Gli arrestati, diceva Le Monde, «sono tutti fra i 22 e i 30 anni, ed hanno recentemente completato il loro servizio in una unità d’intelligence di Tsahal (l’esercito israeliano). Benchè giovani, alcuni di loro possiedono già una notorietà nella comunità d’intelligence. Per esempio ‘Peer Segalovitz, immatricolazione militare 5087989, e Aron Ofek, figlio di un celebre generale a due stelle dell’armata d’Israele’, oppure ‘Yaron Ohana, Ronen Kalfon, Zeev Cohen, Naor Topaz’. Per non parlare di Michael Calmanovic, indicato come ‘esperto di intercettazioni telefoniche’ e di Ofir Navon, con qualifica di ‘artificiere’ esperto nella ‘neutralizzazione di bombe ed esplosivi’. ‘La rete si articolava attorno a una ventina di cellule, composte ciascuno di 4-8 membri. Le attività di ognuna dipendevano da un capo locale, responsabile della pianificazione e del coordinamento. Parecchie erano le ragazze, sempre molto vistosamente belle e ‘seduttive’ nei loro approcci con i funzionari pubblici a cui volevano vendere le loro ‘opere d’arte’. Due di questi ‘studenti’, secondo la DEA, erano partiti da Amburgo in Germania (anche Atta veniva da lì) per volare a Miami a visitare un agente dell’FBI a cui avevano offerto i loro quadretti andandolo a trovare a casa; poi avevano preso un aereo per Chicago dove avevano bussato alla porta di un funzionario del Dipartimento della Giustizia; dopodichè erano saltati su un aereo per Toronto - il tutto in un solo giorno».

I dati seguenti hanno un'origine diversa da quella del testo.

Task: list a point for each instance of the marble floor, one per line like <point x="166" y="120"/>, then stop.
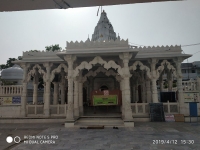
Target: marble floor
<point x="144" y="136"/>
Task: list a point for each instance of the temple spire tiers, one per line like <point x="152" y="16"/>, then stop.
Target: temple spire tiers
<point x="47" y="81"/>
<point x="25" y="67"/>
<point x="126" y="100"/>
<point x="104" y="29"/>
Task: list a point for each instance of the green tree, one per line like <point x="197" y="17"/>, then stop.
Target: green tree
<point x="53" y="47"/>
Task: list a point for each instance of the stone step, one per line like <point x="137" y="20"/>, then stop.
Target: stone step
<point x="99" y="121"/>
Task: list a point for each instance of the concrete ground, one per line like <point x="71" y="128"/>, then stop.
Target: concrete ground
<point x="144" y="136"/>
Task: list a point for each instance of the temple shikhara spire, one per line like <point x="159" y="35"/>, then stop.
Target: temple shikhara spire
<point x="128" y="82"/>
<point x="104" y="29"/>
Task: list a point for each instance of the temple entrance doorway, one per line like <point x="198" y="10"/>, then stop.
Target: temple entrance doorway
<point x="103" y="96"/>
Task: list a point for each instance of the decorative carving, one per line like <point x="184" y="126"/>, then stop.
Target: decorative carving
<point x="142" y="67"/>
<point x="168" y="66"/>
<point x="97" y="60"/>
<point x="33" y="72"/>
<point x="95" y="44"/>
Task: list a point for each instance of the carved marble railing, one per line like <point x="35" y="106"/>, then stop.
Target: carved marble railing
<point x="38" y="110"/>
<point x="10" y="90"/>
<point x="171" y="108"/>
<point x="174" y="89"/>
<point x="58" y="110"/>
<point x="33" y="110"/>
<point x="190" y="85"/>
<point x="142" y="109"/>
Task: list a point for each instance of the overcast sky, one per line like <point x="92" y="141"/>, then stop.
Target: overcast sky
<point x="162" y="23"/>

Il 6 marzo 2002 Le Monde deve tornare sull’argomento: ma solo per profondersi in scuse, evidentemente su pressione di lettori qualificati (ebrei) che hanno protestato o minacciato. Quello che ha riferito è tutto vero, dice il giornale, «ma nell’inchiesta da noi pubblicata niente accredita l’idea che Israele o degli israeliani possano essere implicati negli attentati commessi da Al Qaeda».  Le Monde dichiara di «rigettare il fantasma antisemita che attribuisce a Israele la paternità degli attentati dell’11 settebre, fantasma di cui siamo stati i primi a smascherare il carattere vile e malsano». Dopo di chè, silenzio totale.

Al punto che la rivista militare britannica Jane’s se ne stupisce nel numero del 15 marzo 2002: «E’ strano che i media americani ignorino quella che pare la faccenda più esplosiva dagli attentati dell’11 settembre, ossia lo smantellamento di una importante rete attiva di spionaggio israeliano in USA, intesa a infiltrare i ministeri della Giustizia e della Difesa, e che potrebbe aver controllato i terroristi di Al Qaeda prima dei dirottamenti».

In questi anni, alcuni giornalisti tenaci hanno continuato a scavare in questa storia degli «studenti d’arte». Uno è  Cristopher Ketcham, che ha raccontato tutti i più succosi particolari sul periodico Salon (3).

Fra cui questo: avendo contattato la CIA per avere informazioni ulteriori sulla vicenda, si è sentito dire da un funzionario che era al corrente: «Le faccio una raccomandazione: non scriva di questa vicenda. Tutta la faccenda è stata ingigantita oltre le sue vere proprorzioni. Noi abbiamo chiuso quel dossier. E le raccomando vivamente di fare lo stesso. Lasci perdere. Non c’è niente qui da scoprire». Altri hanno continuato ad indagare. Evidentemente, anche nei vari servizi segreti. E’ a queste fonti che fa riferimento Wayne Madsen nel riportare la sua preziosa informazione.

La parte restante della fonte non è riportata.